Modifications in database searching are handled in two ways. First, there are the fixed or quantitative modifications. The most common example is the alkylation of cysteine. Since all cysteines are modified, this is effectively just a change in the mass of cysteine. It carries no penalty in terms of search speed or specificity. The most widely used alkylation agents are iodoacetamide (select modification carbamidomethyl), iodoacetic acid (carboxymethyl), and MMTS (methylthio).
In contrast, most post-translational modifications do not apply to all instances of a residue. For example, phosphorylation might affect just one serine in a protein containing many serines and threonines. These variable or non-quantitative modifications are expensive in the sense that they increase the search space. This is because the software has to permute out all the possible arrangements of modified and unmodified residues that fit to the peptide molecular mass. As more and more modifications are considered, the number of combinations and permutations increases geometrically, and we get a so-called combinatorial explosion.
It is not possible to identify post-translational modifications by PMF; this requires MS/MS, so the best advice is to use a minimum of variable modifications, or none at all. In most cases, the only variable modification you need to consider is oxidation of methionine. Try searching the data from your standard with and without this modification to see which gives the highest score.
Protein mass is applied as a sliding window. That is, for each database entry, Mascot looks for the highest scoring set of peptide mass matches within a contiguous stretch of sequence less than or equal to the specified protein mass. Usually, this adds little to the score, and the general advice is to leave this field blank.

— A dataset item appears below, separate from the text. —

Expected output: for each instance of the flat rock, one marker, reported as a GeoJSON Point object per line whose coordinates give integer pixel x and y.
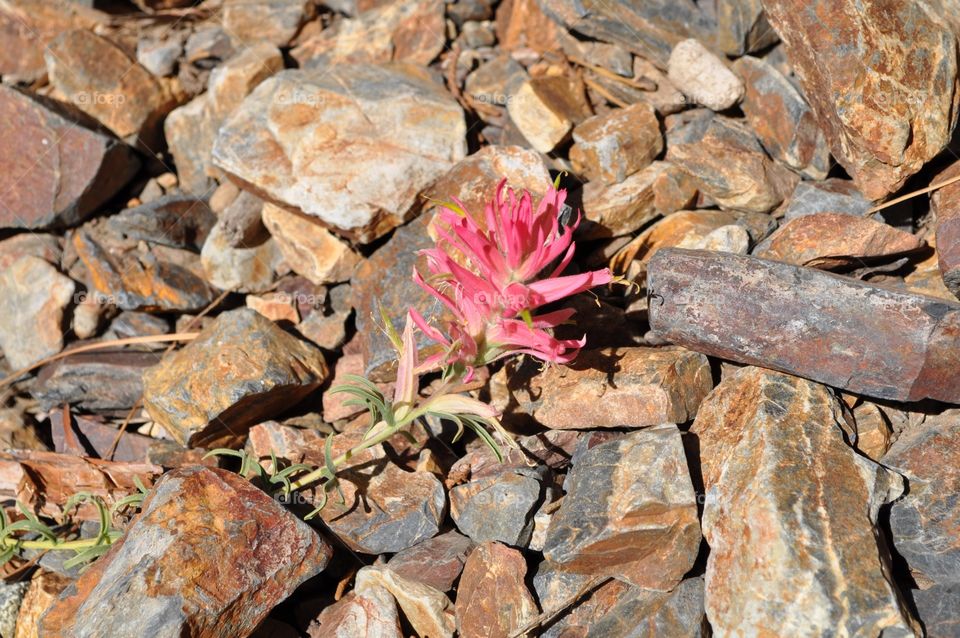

Making an estimate of the mass accuracy doesn’t have to be a guessing game. The Mascot Protein View report includes graphs of mass errors. Just run a standard and look at the error graphs for the correct match. Ignore outliers, which are chance mass matches, add on a safety margin and this is your error estimate. You can also use these graphs to decide whether Da or ppm is the best choice for the tolerance unit.
In most cases, PMF data comes from a MALDI experiment, and the mass values are MH+. Your peak list will only contain Mr values (relative molecular mass) if the peak picking software has ‘de-charged’ the measured m/z values. Possibly, because the data contained a mixture of charge states.
Most modern instruments produce monoisotopic mass values. You will only have average masses if the entire isotope distribution has been centroided into a single peak, which usually implies very low resolution. (If you get this setting wrong, the mass errors will be very large and show a strong trend, because the difference between an average and a monoisotopic mass for peptides and proteins is approximately 0.06%.)
If decoy is checked, Mascot repeats the search against a database in which each protein sequence has been randomised. If you have a score close to the significance threshold and are wondering whether the match is reliable, it can help to see the best score from the randomised, decoy database. If this is similar to that from the target, or higher, this can be a useful caution.
Report determines the maximum number of hits displayed in a search results report. Always choose AUTO to display only the protein hits with significant scores, (plus one more, in case there are no significant hits).